“O que gostaria de ver era a reforma na despesa”

  • ECO
  • 15 Outubro 2016

Carlos Lobo, partner da EY, vê a proposta de Orçamento do Estado como um meio para o cumprimento de promessas eleitorais, mas também para respeitar os compromissos com Bruxelas.

A proposta de Lei do Orçamento do Estado para 2017 seria sempre um instrumento compromissório. Assenta num pacto entre forças políticas com uma determinada matriz ideológica. Visa respeitar os compromissos com Bruxelas, nomeadamente ao nível do cumprimento das metas orçamentais. Mas é igualmente um meio para o cumprimento de promessas eleitorais feitas pelo partido do Governo, num ambiente económico também ele condicionado.

O princípio da estabilidade, nestas circunstâncias complexas, poderia ficar comprometido. Porém, bem vistas as coisas, não pode haver estabilidade na única área de política económica que resta a Portugal. Seria, portanto, algo hipócrita referir que o que se pretenderia nesta proposta seria a inexistência de novidades a nível fiscal. Tal ensejo seria uma mera miragem em momentos anteriores e, claro está, nunca poderia ser pretendido seriamente num tempo como o atual. Mas, ainda assim, o Governo autolimitou-se na sua ação por via de um compromisso interno: o IRC é inamovível – aliás, o primeiro-ministro referiu categoricamente que a carga fiscal para as empresas se manteria; o IVA é inamovível – e esta seria a fonte de receita adicional mais fácil de obter; o IRS iria, nas vestes da sobretaxa, baixar – e aqui o compromisso era bem mais despropositado –, uma vez que não existem razões financeiras nem sociais para que tal ocorresse, pelo menos de uma forma sustentada. Neste quadro, a estabilidade nestes três impostos – os principais – é claramente uma boa notícia.

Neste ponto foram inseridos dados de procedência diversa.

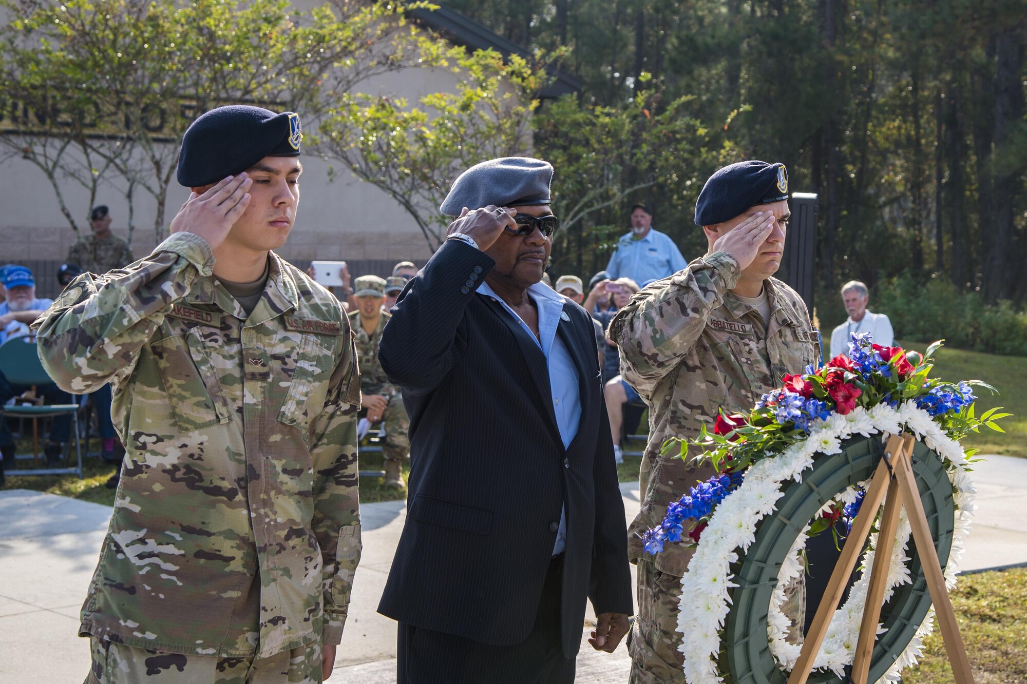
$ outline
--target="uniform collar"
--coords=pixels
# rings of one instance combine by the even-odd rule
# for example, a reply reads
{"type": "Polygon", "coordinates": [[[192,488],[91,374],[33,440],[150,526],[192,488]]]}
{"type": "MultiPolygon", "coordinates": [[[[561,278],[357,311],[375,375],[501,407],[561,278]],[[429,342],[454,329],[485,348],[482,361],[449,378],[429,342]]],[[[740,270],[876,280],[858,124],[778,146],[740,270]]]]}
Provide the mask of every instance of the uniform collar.
{"type": "Polygon", "coordinates": [[[289,273],[284,260],[273,252],[268,255],[267,284],[264,294],[254,308],[250,317],[235,298],[228,294],[223,286],[218,283],[214,275],[204,275],[192,287],[186,302],[191,304],[216,304],[225,313],[245,320],[245,328],[267,322],[282,313],[292,311],[299,306],[299,293],[296,282],[289,273]]]}
{"type": "MultiPolygon", "coordinates": [[[[792,307],[788,305],[781,286],[773,278],[767,278],[763,281],[763,289],[767,294],[767,302],[770,304],[767,336],[773,335],[784,326],[797,325],[797,321],[793,319],[792,307]]],[[[724,307],[736,320],[750,311],[756,310],[756,307],[746,304],[732,292],[728,292],[724,297],[724,307]]]]}

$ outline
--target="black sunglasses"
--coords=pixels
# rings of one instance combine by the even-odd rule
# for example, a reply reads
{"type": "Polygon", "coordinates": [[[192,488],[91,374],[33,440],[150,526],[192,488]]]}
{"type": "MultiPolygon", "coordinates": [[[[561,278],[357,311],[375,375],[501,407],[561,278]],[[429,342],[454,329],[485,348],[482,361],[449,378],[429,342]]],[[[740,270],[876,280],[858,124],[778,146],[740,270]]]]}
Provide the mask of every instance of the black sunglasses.
{"type": "Polygon", "coordinates": [[[550,237],[560,227],[560,219],[553,216],[532,216],[530,214],[517,214],[514,217],[517,223],[517,230],[506,230],[514,235],[531,235],[538,228],[543,237],[550,237]]]}

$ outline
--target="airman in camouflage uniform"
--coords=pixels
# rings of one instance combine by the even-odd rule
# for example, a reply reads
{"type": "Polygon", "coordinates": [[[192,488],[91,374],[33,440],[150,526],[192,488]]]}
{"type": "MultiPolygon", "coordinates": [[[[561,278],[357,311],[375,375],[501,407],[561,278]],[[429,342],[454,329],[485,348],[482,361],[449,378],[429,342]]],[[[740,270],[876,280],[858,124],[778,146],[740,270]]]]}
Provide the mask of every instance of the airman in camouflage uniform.
{"type": "MultiPolygon", "coordinates": [[[[241,110],[207,138],[292,129],[241,110]]],[[[338,300],[266,251],[301,167],[263,149],[249,176],[187,181],[170,237],[78,276],[35,324],[59,385],[111,383],[126,448],[79,628],[89,684],[320,682],[342,637],[360,556],[355,349],[338,300]],[[221,273],[240,265],[264,269],[257,294],[231,294],[221,273]]]]}
{"type": "MultiPolygon", "coordinates": [[[[360,359],[360,393],[364,396],[363,413],[372,422],[382,423],[382,456],[385,459],[385,484],[405,487],[403,461],[410,455],[410,418],[403,406],[403,395],[385,376],[378,360],[378,343],[385,324],[392,317],[381,309],[386,280],[377,275],[364,275],[354,280],[357,310],[349,314],[349,326],[356,336],[356,356],[360,359]],[[367,310],[365,310],[365,308],[367,310]],[[369,312],[376,311],[377,314],[369,312]],[[377,317],[376,317],[377,315],[377,317]],[[376,322],[377,321],[377,322],[376,322]],[[373,332],[368,333],[368,327],[373,332]],[[373,406],[375,398],[384,400],[384,408],[373,406]],[[379,410],[380,409],[380,410],[379,410]]],[[[380,402],[379,402],[380,403],[380,402]]]]}
{"type": "Polygon", "coordinates": [[[92,234],[79,235],[68,250],[69,264],[77,264],[83,271],[106,273],[124,268],[136,261],[125,238],[111,232],[111,217],[107,206],[94,206],[89,215],[92,234]]]}
{"type": "MultiPolygon", "coordinates": [[[[621,373],[649,406],[649,442],[639,478],[644,498],[629,528],[627,546],[638,566],[638,617],[629,642],[634,684],[685,682],[678,604],[681,577],[692,556],[684,544],[673,543],[656,556],[646,555],[640,535],[660,523],[668,503],[715,473],[709,463],[695,467],[660,457],[661,445],[695,439],[703,423],[713,427],[720,409],[752,409],[786,373],[802,372],[819,355],[816,332],[802,299],[770,277],[785,242],[787,183],[785,188],[784,197],[771,194],[773,202],[763,199],[762,186],[755,197],[739,191],[735,213],[717,221],[699,223],[697,208],[696,223],[708,226],[707,256],[637,293],[610,324],[610,339],[620,347],[621,373]],[[761,280],[765,318],[760,306],[733,292],[748,281],[756,284],[756,295],[761,280]]],[[[697,453],[690,449],[688,459],[697,453]]],[[[801,590],[800,583],[787,592],[785,610],[793,626],[801,626],[801,590]]]]}

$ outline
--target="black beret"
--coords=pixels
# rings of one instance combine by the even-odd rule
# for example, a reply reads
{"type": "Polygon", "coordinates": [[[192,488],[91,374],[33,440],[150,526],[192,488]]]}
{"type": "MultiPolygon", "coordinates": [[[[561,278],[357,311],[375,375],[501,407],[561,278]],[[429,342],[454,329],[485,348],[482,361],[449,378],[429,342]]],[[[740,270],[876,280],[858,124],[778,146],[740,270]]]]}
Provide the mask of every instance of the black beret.
{"type": "Polygon", "coordinates": [[[179,184],[199,188],[251,168],[264,157],[298,157],[300,115],[250,105],[205,112],[182,138],[179,184]]]}
{"type": "Polygon", "coordinates": [[[695,225],[730,221],[750,206],[791,197],[788,169],[783,163],[739,161],[710,177],[695,202],[695,225]]]}
{"type": "Polygon", "coordinates": [[[440,211],[460,216],[466,206],[482,208],[549,203],[553,165],[531,157],[502,157],[474,164],[453,182],[440,211]]]}

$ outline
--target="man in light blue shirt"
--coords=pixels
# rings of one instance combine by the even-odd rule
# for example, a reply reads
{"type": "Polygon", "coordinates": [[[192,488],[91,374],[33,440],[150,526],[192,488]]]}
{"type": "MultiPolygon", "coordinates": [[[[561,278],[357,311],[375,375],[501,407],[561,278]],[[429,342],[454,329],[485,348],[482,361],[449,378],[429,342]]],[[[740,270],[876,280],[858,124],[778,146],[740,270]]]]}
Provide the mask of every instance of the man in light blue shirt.
{"type": "Polygon", "coordinates": [[[617,249],[606,270],[611,280],[629,277],[641,283],[665,278],[687,265],[674,240],[653,229],[649,207],[635,204],[632,206],[632,232],[617,240],[617,249]]]}
{"type": "MultiPolygon", "coordinates": [[[[3,271],[3,284],[7,289],[7,299],[0,302],[0,345],[17,337],[27,338],[30,335],[29,325],[53,303],[49,299],[36,299],[36,280],[32,277],[32,271],[25,266],[6,266],[3,271]]],[[[6,404],[28,389],[30,387],[27,385],[7,382],[7,378],[0,373],[0,405],[6,404]]],[[[52,382],[37,385],[36,395],[42,396],[46,404],[71,404],[71,395],[52,382]]],[[[65,414],[54,418],[49,442],[43,448],[49,465],[60,462],[64,445],[70,440],[71,416],[65,414]]],[[[0,421],[0,483],[3,482],[2,471],[10,467],[13,458],[13,436],[7,427],[7,421],[0,421]]]]}

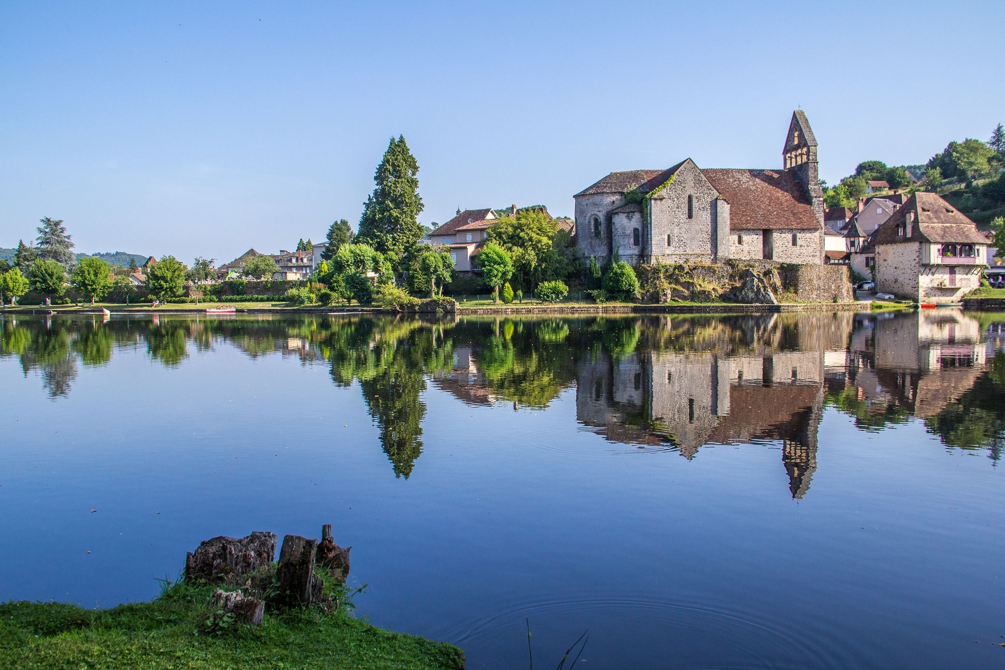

Em pior situação estaremos no caso das “afinações” do sistema fiscal traduzidas na introdução de novidades que não foram suficientemente discutidas em sede dogmática. Estamos a falar do anunciado fat tax –- que se não for bem construído poderá levar a desvios de consumo ineficientes – mas principalmente do “novo” imposto sobre o património. Este, de facto, não é uma novidade uma vez que já existe com as vestes do Imposto do Selo. Porém, é algo estranho que uma ala política que condenou a introdução de um tipo em Imposto do Selo que, incidindo sobre imóveis, desviava a receita do seu destinatário natural -– e quiçá constitucional –- as autarquias, venha agora criar um tributo autónomo – um adicional em sede de IMI – com a mesma finalidade mas em vestes bem mais complexas.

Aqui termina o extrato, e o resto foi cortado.